With this being a one-shot, Scott wastes no time in getting straight to the action. There is little build up as far as plot is concerned, and with a one-shot that is as it should be. The plot flows fluidly, and the action integrates seamlessly into the story. While there are hints of a grander story-arc going on outside of this one-shot, this book makes an excellent standalone comic and wonderful gateway into the world of Transformers for new readers, who are curious about the Transformers franchise. It also makes a good jumping in point for old-timers like me, who have been away from the franchise for several years. All told, Scott has written a fast-paced story that is full of action and top-notch characters. Even though there is not much time to spend on character development with such limited space, Scott ensures that character traits are brought to the surface so new readers get an idea of what motivates these characters. Chromia’s devotion to her government and culture, even when it is inconvenient to her; Arcee’s concern for the safety of her fellow Autobots and her planet despite the fact that it forces her to confront and even fight her brethren; and Windblade’s devotion to both Cybertron and Chromia are all brought to the forefront of the story seamlessly.
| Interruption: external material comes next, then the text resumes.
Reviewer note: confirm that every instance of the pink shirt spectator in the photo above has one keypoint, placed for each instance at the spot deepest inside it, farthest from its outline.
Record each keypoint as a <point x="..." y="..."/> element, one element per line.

As for the art, Sara Pitre-Durocher captures the look of the Transformers perfectly. Her rendering of Arcee as she makes a dramatic entrance on the second page is ample evidence of that. While the Transformers are quite obviously giant robots, from G1 to Transformer’s Prime they always have a certain organic quality to them, and Pitre-Durocher’s Transformers are no different. Her renditions of Arcee, Chromia, and Windblade are superb. The silhouettes of these three figures are undoubtedly female, however Pitre-Durocher draws them as the heroic warrior-goddesses they were meant to be, rather than as frail and wilting flowers who can’t fend for themselves. This is nowhere more evident than during the fight scene with Victorion from pages 19 to 21. Chromia in particular reminds me of a futurist’s incarnation of the Greek goddess Athena. She, like Arcee and Windblade, is a warrior, and Pitre-Durocher’s artwork conveys that unabashedly. These are not the thin-framed, bright pink stereotypes of year past, but rather a fresh, realistic portrayal of the feminine that has been neglected for far too long.

The Transformers Combiner Hunters one-shot is both an excellent entrance into the world of Transformers for new readers and a nice gateway back into the franchise for those of us who have been away for a while. The team of Scott and Pitre-Durocher has created a one-shot comic that packs in the action, and shows that female Transformers are more than capable of kicking as much metallic ass as their male counterparts. I would highly recommend Transformers Combiner Hunters to anyone looking to get into either Transformers comics or just comics in general.